Common Core Mind Shift: From the Bell Curve to the J Curve

Posts from EdWorks - Wed, 2013-04-03 04:00

When I was in college (way back in the 80s), I quickly discovered many professors issued grades based upon the Bell Curve. They only issued a certain percentage of As and Fs and everyone else was in B-D range. Oftentimes we joked that TAs (teaching assistants) just threw the papers down the stairs and whatever stair your paper landed on was the grade you received. I’m certain it a much more scientific process but the message was the same – the majority of the world is just average, so don’t expect too much more.

Bell Curve

As the No Child Left Behind Act came into play, many schools and districts began to cite the Bell Curve as one of the main reasons why their students were under-performing. Leaders and teachers regularly made statements such as our kids are more economically disadvantaged, our students are minority and our parents don’t care about school so we will never be able to get outstanding results. The bottom line was a common belief that the Bell Curve almost pre-destined a certain percentage of schools to fail or certain groups of students to achieve at lower levels than other groups.
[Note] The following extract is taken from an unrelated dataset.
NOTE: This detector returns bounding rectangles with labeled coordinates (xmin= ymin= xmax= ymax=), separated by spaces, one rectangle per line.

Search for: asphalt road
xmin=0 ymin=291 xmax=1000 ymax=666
Today, schools across the nation are rolling out Common Core State Standards (CCSS) and full implementation is expected by 2015. Implementation of CCSS requires a significant shift in both the philosophy of education and how schools approach student learning.

Traditional Learning

to

Common Core

Content Coverage – I taught it. Student is responsible to learn it.

=>

Standards Mastery – Students discover content as they master the standards. Teacher voice – Teachers make all curricular decisions.

=>

Student Voice- Students have ownership in how they master content standards. Teacher as Giver of Knowledge – Lecture and recitation are key strategies.

=>

Student as Driver of Learning – Inquiry-based learning and brain based teaching are key strategies. Bell Curve Mentality – Teach to the middle because that meets the needs of the masses. Learning takes place within specific time frame and then teacher moves forward.

=>

J Curve Philosophy – All students can and will succeed given the proper instructional strategies and supports. Time becomes the primary variable because not all students meet the standards as the same time.

 

As schools begin to roll out CCSS, it is critical to start with J Curve mind shift. Leaders and teachers must begin with the belief that every school is responsible to ensure that every student grows to his / her maximum potential and that not every child will learn at the same rate of time.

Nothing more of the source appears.